Только один раз за это время Джамиля громко, заразительно смеялась, и у нее, как прежде, сияли глаза. На ток шумной гурьбой завернули мимоходом со скирдовки люцерны молодые женщины, девушки и джигиты — бывшие фронтовики.

— Эй, баи, не вам одним пшеничный хлеб есть, угощайте, а не то в реку покидаем! — И джигиты шутя выставили вилы.

— Нас вилами не запугаешь! Подружек своих найду чем угостить, а вы сами промышляйте! — звонко отозвалась Джамиля.

— Раз так, всех вас в воду!

И тут схватились девушки и парни. С криком, визгом, смехом они толкали друг друга в воду.

— Хватай их, тащи! — громче всех смеялась Джамиля, быстро и ловко увертываясь от нападающих.

Но странное дело: джигиты точно и видели только одну Джамилю. Каждый старался схватить ее, прижать к себе. Вот трое парней разом обхватили ее и занесли над берегом.

— Целуй, а нет — бросим!

— Давай раскачивай!

Джамиля изворачивалась, хохотала, запрокинув голову, и сквозь смех звала на помощь подруг. Но те суматошно шагали по берегу, вылавливая в реке свои косынки. Под дружный хохот джигитов Джамиля полетела в воду. Она вышла оттуда с растрепанными мокрыми волосами, но даже еще красивее, чем была. Мокрое ситцевое платье прилипло к телу, облегая округлые сильные бедра, девичью грудь, а она, ничего не замечая, смеялась, покачиваясь, и по ее разгоряченному лицу стекали веселые ручейки.

— Целуй! — приставали джигиты.

Джамиля целовала их, но снова летела в воду и снова смеялась, откидывая кивком головы мокрые тяжелые пряди волос.

Над затеей молодых все на току смеялись. Старики веяльщики, побросав лопаты, вытирали слезы, морщины на их бурых лицах лучились радостью и ожившей на миг молодостью. И я смеялся от души, забыв на этот раз о своем ревностном долге оберегать Джамилю от джигитов.

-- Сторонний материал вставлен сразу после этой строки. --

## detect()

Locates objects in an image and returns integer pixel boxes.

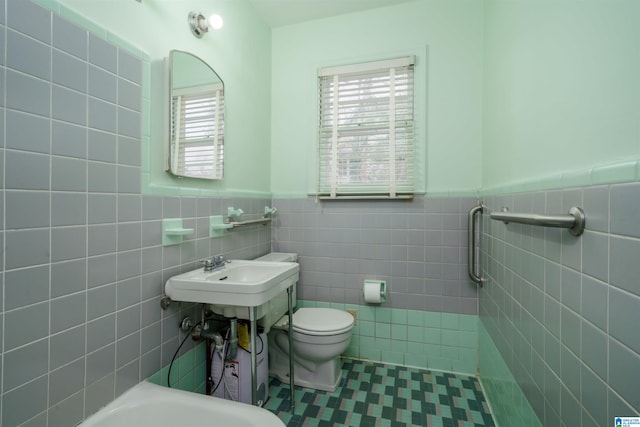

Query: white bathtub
[80,381,284,427]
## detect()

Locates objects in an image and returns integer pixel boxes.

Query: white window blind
[318,57,414,198]
[171,90,224,179]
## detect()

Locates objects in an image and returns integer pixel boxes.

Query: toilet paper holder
[362,280,387,304]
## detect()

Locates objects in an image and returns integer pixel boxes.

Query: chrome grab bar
[489,206,585,236]
[467,203,484,287]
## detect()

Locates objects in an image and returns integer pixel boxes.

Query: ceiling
[249,0,414,27]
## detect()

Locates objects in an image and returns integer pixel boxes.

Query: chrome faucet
[200,255,231,271]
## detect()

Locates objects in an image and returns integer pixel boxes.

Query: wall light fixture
[188,12,224,39]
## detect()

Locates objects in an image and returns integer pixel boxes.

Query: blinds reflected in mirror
[171,90,224,179]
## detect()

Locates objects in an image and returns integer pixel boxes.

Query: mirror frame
[165,50,225,180]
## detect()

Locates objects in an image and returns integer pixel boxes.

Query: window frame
[316,56,417,199]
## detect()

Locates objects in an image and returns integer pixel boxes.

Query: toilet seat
[273,307,354,336]
[293,308,354,336]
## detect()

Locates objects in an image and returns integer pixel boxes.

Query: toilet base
[269,336,342,392]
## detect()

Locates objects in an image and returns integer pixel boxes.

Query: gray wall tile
[611,183,640,237]
[609,288,640,353]
[4,266,49,310]
[88,193,117,224]
[118,79,142,112]
[88,129,117,163]
[480,184,640,426]
[53,14,88,61]
[0,5,262,426]
[5,191,50,230]
[7,0,52,43]
[51,258,87,298]
[89,98,117,133]
[47,391,84,426]
[5,150,50,190]
[7,30,51,80]
[2,339,49,390]
[116,277,140,310]
[51,85,87,125]
[87,285,116,320]
[118,222,142,251]
[118,49,142,85]
[52,50,87,93]
[51,193,87,226]
[6,110,50,153]
[118,194,142,222]
[6,70,51,117]
[49,359,85,405]
[118,107,142,139]
[87,344,116,384]
[609,339,640,411]
[51,292,87,333]
[88,162,117,193]
[582,231,609,281]
[609,236,640,295]
[51,227,87,262]
[2,376,48,426]
[4,229,50,269]
[87,224,117,256]
[87,254,117,288]
[4,302,49,351]
[89,34,118,74]
[89,66,118,103]
[118,166,142,194]
[51,120,87,159]
[118,136,142,167]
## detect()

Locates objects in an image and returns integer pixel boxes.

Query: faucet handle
[213,255,231,265]
[198,257,215,268]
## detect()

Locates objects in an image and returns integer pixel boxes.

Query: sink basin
[164,260,300,307]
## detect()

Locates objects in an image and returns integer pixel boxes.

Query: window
[318,57,414,198]
[171,86,224,179]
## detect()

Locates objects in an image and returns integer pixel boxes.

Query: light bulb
[209,13,224,30]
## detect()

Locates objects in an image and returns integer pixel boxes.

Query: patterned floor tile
[264,359,495,427]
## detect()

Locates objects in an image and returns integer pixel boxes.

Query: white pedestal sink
[164,259,300,307]
[164,260,300,410]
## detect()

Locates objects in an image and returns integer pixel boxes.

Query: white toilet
[258,252,354,391]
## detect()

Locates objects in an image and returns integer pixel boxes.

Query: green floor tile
[265,359,495,427]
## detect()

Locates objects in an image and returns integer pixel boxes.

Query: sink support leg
[249,307,258,406]
[287,285,296,414]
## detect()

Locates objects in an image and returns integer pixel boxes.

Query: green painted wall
[482,0,640,190]
[57,0,271,197]
[271,0,482,197]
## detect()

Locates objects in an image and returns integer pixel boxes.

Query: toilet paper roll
[362,280,387,304]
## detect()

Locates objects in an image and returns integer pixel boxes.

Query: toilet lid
[293,307,353,335]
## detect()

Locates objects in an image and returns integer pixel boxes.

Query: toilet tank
[256,252,298,332]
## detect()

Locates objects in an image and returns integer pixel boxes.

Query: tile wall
[272,196,478,374]
[480,183,640,427]
[0,0,271,427]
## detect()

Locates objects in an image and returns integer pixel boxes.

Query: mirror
[166,50,224,180]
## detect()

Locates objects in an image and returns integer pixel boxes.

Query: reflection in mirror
[167,50,224,179]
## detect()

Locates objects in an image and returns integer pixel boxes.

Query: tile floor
[264,359,495,427]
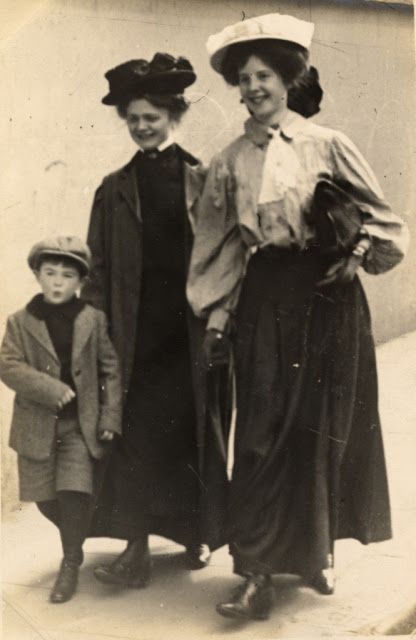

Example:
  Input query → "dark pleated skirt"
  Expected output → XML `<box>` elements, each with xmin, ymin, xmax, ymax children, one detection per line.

<box><xmin>228</xmin><ymin>249</ymin><xmax>391</xmax><ymax>577</ymax></box>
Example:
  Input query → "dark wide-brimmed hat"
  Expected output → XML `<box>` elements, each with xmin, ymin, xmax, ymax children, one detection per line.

<box><xmin>102</xmin><ymin>53</ymin><xmax>196</xmax><ymax>105</ymax></box>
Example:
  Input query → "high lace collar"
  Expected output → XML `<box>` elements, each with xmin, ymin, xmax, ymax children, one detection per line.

<box><xmin>244</xmin><ymin>109</ymin><xmax>307</xmax><ymax>146</ymax></box>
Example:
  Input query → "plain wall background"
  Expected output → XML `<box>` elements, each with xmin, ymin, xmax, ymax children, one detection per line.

<box><xmin>0</xmin><ymin>0</ymin><xmax>416</xmax><ymax>509</ymax></box>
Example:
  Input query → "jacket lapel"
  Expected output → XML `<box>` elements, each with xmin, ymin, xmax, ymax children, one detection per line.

<box><xmin>119</xmin><ymin>157</ymin><xmax>142</xmax><ymax>222</ymax></box>
<box><xmin>184</xmin><ymin>161</ymin><xmax>206</xmax><ymax>232</ymax></box>
<box><xmin>25</xmin><ymin>313</ymin><xmax>59</xmax><ymax>363</ymax></box>
<box><xmin>72</xmin><ymin>307</ymin><xmax>94</xmax><ymax>366</ymax></box>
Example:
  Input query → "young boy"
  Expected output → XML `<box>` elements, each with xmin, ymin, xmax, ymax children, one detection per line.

<box><xmin>0</xmin><ymin>237</ymin><xmax>122</xmax><ymax>603</ymax></box>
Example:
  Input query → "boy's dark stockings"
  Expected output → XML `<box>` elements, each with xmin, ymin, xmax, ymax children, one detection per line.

<box><xmin>37</xmin><ymin>491</ymin><xmax>92</xmax><ymax>567</ymax></box>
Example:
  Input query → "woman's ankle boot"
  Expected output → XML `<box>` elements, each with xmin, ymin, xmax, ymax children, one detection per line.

<box><xmin>94</xmin><ymin>537</ymin><xmax>152</xmax><ymax>589</ymax></box>
<box><xmin>308</xmin><ymin>553</ymin><xmax>335</xmax><ymax>596</ymax></box>
<box><xmin>217</xmin><ymin>574</ymin><xmax>274</xmax><ymax>620</ymax></box>
<box><xmin>49</xmin><ymin>550</ymin><xmax>83</xmax><ymax>604</ymax></box>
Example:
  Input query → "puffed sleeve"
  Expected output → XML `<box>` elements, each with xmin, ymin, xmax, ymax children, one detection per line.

<box><xmin>187</xmin><ymin>154</ymin><xmax>247</xmax><ymax>331</ymax></box>
<box><xmin>331</xmin><ymin>132</ymin><xmax>409</xmax><ymax>274</ymax></box>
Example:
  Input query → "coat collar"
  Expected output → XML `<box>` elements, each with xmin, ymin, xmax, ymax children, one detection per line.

<box><xmin>25</xmin><ymin>305</ymin><xmax>95</xmax><ymax>365</ymax></box>
<box><xmin>244</xmin><ymin>110</ymin><xmax>307</xmax><ymax>147</ymax></box>
<box><xmin>119</xmin><ymin>145</ymin><xmax>205</xmax><ymax>227</ymax></box>
<box><xmin>71</xmin><ymin>305</ymin><xmax>96</xmax><ymax>367</ymax></box>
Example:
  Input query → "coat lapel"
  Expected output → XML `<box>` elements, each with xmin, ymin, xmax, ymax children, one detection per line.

<box><xmin>72</xmin><ymin>307</ymin><xmax>94</xmax><ymax>366</ymax></box>
<box><xmin>25</xmin><ymin>313</ymin><xmax>59</xmax><ymax>363</ymax></box>
<box><xmin>119</xmin><ymin>158</ymin><xmax>142</xmax><ymax>222</ymax></box>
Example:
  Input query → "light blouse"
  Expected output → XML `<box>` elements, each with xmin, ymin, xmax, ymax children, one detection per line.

<box><xmin>187</xmin><ymin>111</ymin><xmax>408</xmax><ymax>330</ymax></box>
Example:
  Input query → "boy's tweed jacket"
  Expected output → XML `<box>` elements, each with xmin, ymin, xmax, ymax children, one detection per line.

<box><xmin>0</xmin><ymin>305</ymin><xmax>122</xmax><ymax>460</ymax></box>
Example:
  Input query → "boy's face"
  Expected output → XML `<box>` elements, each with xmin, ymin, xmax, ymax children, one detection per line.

<box><xmin>35</xmin><ymin>260</ymin><xmax>82</xmax><ymax>304</ymax></box>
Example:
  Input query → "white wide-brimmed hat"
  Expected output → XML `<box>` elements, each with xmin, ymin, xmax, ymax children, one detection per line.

<box><xmin>206</xmin><ymin>13</ymin><xmax>315</xmax><ymax>73</ymax></box>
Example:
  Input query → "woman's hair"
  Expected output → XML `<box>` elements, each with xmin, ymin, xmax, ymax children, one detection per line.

<box><xmin>221</xmin><ymin>38</ymin><xmax>308</xmax><ymax>87</ymax></box>
<box><xmin>117</xmin><ymin>93</ymin><xmax>189</xmax><ymax>122</ymax></box>
<box><xmin>287</xmin><ymin>66</ymin><xmax>324</xmax><ymax>118</ymax></box>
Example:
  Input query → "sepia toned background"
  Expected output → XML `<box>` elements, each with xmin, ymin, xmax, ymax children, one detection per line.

<box><xmin>0</xmin><ymin>0</ymin><xmax>416</xmax><ymax>511</ymax></box>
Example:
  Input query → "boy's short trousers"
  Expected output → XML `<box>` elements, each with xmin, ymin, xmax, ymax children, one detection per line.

<box><xmin>17</xmin><ymin>419</ymin><xmax>94</xmax><ymax>502</ymax></box>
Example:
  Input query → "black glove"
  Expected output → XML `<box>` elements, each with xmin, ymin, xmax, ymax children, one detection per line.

<box><xmin>202</xmin><ymin>329</ymin><xmax>231</xmax><ymax>369</ymax></box>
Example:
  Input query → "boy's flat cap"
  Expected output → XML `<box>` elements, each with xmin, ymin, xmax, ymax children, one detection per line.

<box><xmin>27</xmin><ymin>236</ymin><xmax>91</xmax><ymax>273</ymax></box>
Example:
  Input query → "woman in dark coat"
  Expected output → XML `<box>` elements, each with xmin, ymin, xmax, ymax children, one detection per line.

<box><xmin>188</xmin><ymin>14</ymin><xmax>407</xmax><ymax>618</ymax></box>
<box><xmin>83</xmin><ymin>53</ymin><xmax>221</xmax><ymax>587</ymax></box>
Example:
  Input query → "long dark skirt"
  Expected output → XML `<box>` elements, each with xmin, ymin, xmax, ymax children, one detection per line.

<box><xmin>92</xmin><ymin>270</ymin><xmax>200</xmax><ymax>545</ymax></box>
<box><xmin>228</xmin><ymin>250</ymin><xmax>391</xmax><ymax>576</ymax></box>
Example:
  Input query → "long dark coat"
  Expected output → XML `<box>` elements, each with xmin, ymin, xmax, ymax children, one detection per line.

<box><xmin>82</xmin><ymin>147</ymin><xmax>229</xmax><ymax>548</ymax></box>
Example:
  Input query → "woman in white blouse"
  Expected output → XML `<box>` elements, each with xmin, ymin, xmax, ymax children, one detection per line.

<box><xmin>188</xmin><ymin>14</ymin><xmax>407</xmax><ymax>618</ymax></box>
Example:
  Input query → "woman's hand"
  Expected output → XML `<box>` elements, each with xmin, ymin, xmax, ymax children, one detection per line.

<box><xmin>202</xmin><ymin>329</ymin><xmax>231</xmax><ymax>369</ymax></box>
<box><xmin>317</xmin><ymin>254</ymin><xmax>364</xmax><ymax>287</ymax></box>
<box><xmin>98</xmin><ymin>429</ymin><xmax>114</xmax><ymax>442</ymax></box>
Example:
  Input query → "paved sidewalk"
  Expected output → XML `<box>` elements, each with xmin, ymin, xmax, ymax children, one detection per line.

<box><xmin>2</xmin><ymin>333</ymin><xmax>416</xmax><ymax>640</ymax></box>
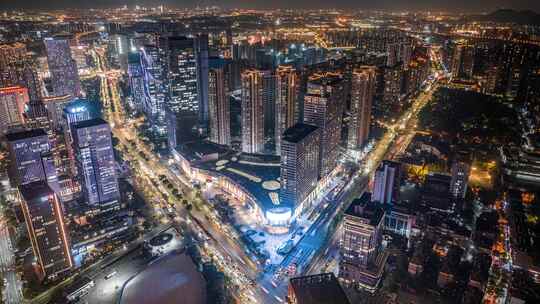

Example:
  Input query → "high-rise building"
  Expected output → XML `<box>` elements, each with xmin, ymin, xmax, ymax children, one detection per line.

<box><xmin>382</xmin><ymin>65</ymin><xmax>403</xmax><ymax>113</ymax></box>
<box><xmin>6</xmin><ymin>129</ymin><xmax>60</xmax><ymax>193</ymax></box>
<box><xmin>71</xmin><ymin>118</ymin><xmax>120</xmax><ymax>205</ymax></box>
<box><xmin>274</xmin><ymin>66</ymin><xmax>300</xmax><ymax>153</ymax></box>
<box><xmin>279</xmin><ymin>123</ymin><xmax>321</xmax><ymax>212</ymax></box>
<box><xmin>372</xmin><ymin>160</ymin><xmax>401</xmax><ymax>204</ymax></box>
<box><xmin>195</xmin><ymin>34</ymin><xmax>210</xmax><ymax>130</ymax></box>
<box><xmin>451</xmin><ymin>42</ymin><xmax>474</xmax><ymax>79</ymax></box>
<box><xmin>44</xmin><ymin>36</ymin><xmax>81</xmax><ymax>96</ymax></box>
<box><xmin>241</xmin><ymin>69</ymin><xmax>266</xmax><ymax>153</ymax></box>
<box><xmin>450</xmin><ymin>159</ymin><xmax>471</xmax><ymax>198</ymax></box>
<box><xmin>140</xmin><ymin>45</ymin><xmax>168</xmax><ymax>135</ymax></box>
<box><xmin>208</xmin><ymin>58</ymin><xmax>231</xmax><ymax>145</ymax></box>
<box><xmin>0</xmin><ymin>86</ymin><xmax>29</xmax><ymax>134</ymax></box>
<box><xmin>339</xmin><ymin>192</ymin><xmax>388</xmax><ymax>292</ymax></box>
<box><xmin>0</xmin><ymin>43</ymin><xmax>27</xmax><ymax>87</ymax></box>
<box><xmin>128</xmin><ymin>52</ymin><xmax>146</xmax><ymax>111</ymax></box>
<box><xmin>19</xmin><ymin>181</ymin><xmax>73</xmax><ymax>280</ymax></box>
<box><xmin>287</xmin><ymin>272</ymin><xmax>350</xmax><ymax>304</ymax></box>
<box><xmin>159</xmin><ymin>36</ymin><xmax>199</xmax><ymax>114</ymax></box>
<box><xmin>347</xmin><ymin>66</ymin><xmax>376</xmax><ymax>149</ymax></box>
<box><xmin>304</xmin><ymin>73</ymin><xmax>345</xmax><ymax>178</ymax></box>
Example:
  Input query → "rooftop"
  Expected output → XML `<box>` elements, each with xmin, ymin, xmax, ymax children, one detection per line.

<box><xmin>6</xmin><ymin>129</ymin><xmax>47</xmax><ymax>141</ymax></box>
<box><xmin>72</xmin><ymin>118</ymin><xmax>109</xmax><ymax>129</ymax></box>
<box><xmin>345</xmin><ymin>192</ymin><xmax>384</xmax><ymax>226</ymax></box>
<box><xmin>281</xmin><ymin>123</ymin><xmax>317</xmax><ymax>143</ymax></box>
<box><xmin>178</xmin><ymin>141</ymin><xmax>288</xmax><ymax>210</ymax></box>
<box><xmin>289</xmin><ymin>272</ymin><xmax>350</xmax><ymax>304</ymax></box>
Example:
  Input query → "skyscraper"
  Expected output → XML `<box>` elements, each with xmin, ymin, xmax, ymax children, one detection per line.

<box><xmin>339</xmin><ymin>192</ymin><xmax>388</xmax><ymax>292</ymax></box>
<box><xmin>348</xmin><ymin>66</ymin><xmax>376</xmax><ymax>149</ymax></box>
<box><xmin>19</xmin><ymin>181</ymin><xmax>73</xmax><ymax>280</ymax></box>
<box><xmin>0</xmin><ymin>86</ymin><xmax>29</xmax><ymax>134</ymax></box>
<box><xmin>159</xmin><ymin>36</ymin><xmax>199</xmax><ymax>114</ymax></box>
<box><xmin>450</xmin><ymin>159</ymin><xmax>471</xmax><ymax>198</ymax></box>
<box><xmin>279</xmin><ymin>123</ymin><xmax>321</xmax><ymax>214</ymax></box>
<box><xmin>274</xmin><ymin>66</ymin><xmax>300</xmax><ymax>153</ymax></box>
<box><xmin>372</xmin><ymin>160</ymin><xmax>401</xmax><ymax>204</ymax></box>
<box><xmin>128</xmin><ymin>52</ymin><xmax>146</xmax><ymax>111</ymax></box>
<box><xmin>44</xmin><ymin>36</ymin><xmax>81</xmax><ymax>96</ymax></box>
<box><xmin>208</xmin><ymin>58</ymin><xmax>231</xmax><ymax>145</ymax></box>
<box><xmin>0</xmin><ymin>43</ymin><xmax>26</xmax><ymax>87</ymax></box>
<box><xmin>140</xmin><ymin>45</ymin><xmax>167</xmax><ymax>135</ymax></box>
<box><xmin>304</xmin><ymin>73</ymin><xmax>344</xmax><ymax>178</ymax></box>
<box><xmin>242</xmin><ymin>69</ymin><xmax>265</xmax><ymax>153</ymax></box>
<box><xmin>6</xmin><ymin>129</ymin><xmax>60</xmax><ymax>193</ymax></box>
<box><xmin>71</xmin><ymin>118</ymin><xmax>120</xmax><ymax>205</ymax></box>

Не смеялся один Данияр. Я случайно заметил его и умолк. Он одиноко стоял на краю гумна, широко расставив ноги. Мне показалось, что он сорвется сейчас, побежит и выхватит Джамилю из рук джигитов. Он смотрел на нее, не отрываясь, грустным, восхищенным взглядом, в котором сквозила и радость и боль. Да, и счастье и горе его были в красоте Джамили. Когда джигиты прижимали ее к себе, заставляя целовать каждого, он опускал голову, делал движение, чтобы уйти, но не уходил.

Между тем и Джамиля заметила его. Она сразу оборвала смех и потупилась.

— Побаловались, и хватит! — неожиданно осадила она разошедшихся джигитов.

Кто-то еще попытался обнять ее.

— Отстань! — Джамиля отпихнула парня, вскинула голову, мельком бросила виноватый взгляд в сторону Данияра и побежала в кусты выжимать платье.

Мне не все еще было ясно в их отношениях, да я, признаться, и боялся думать об этом. Но почему-то мне было не по себе, когда я замечал, что Джамиля становится грустной оттого, что сама же сторонится Данияра. Лучше бы уж она по-прежнему смеялась и подшучивала над ним. Но в то же время меня охватывала необъяснимая радость за них, когда мы возвращались по ночам в аил и слушали пение Данияра.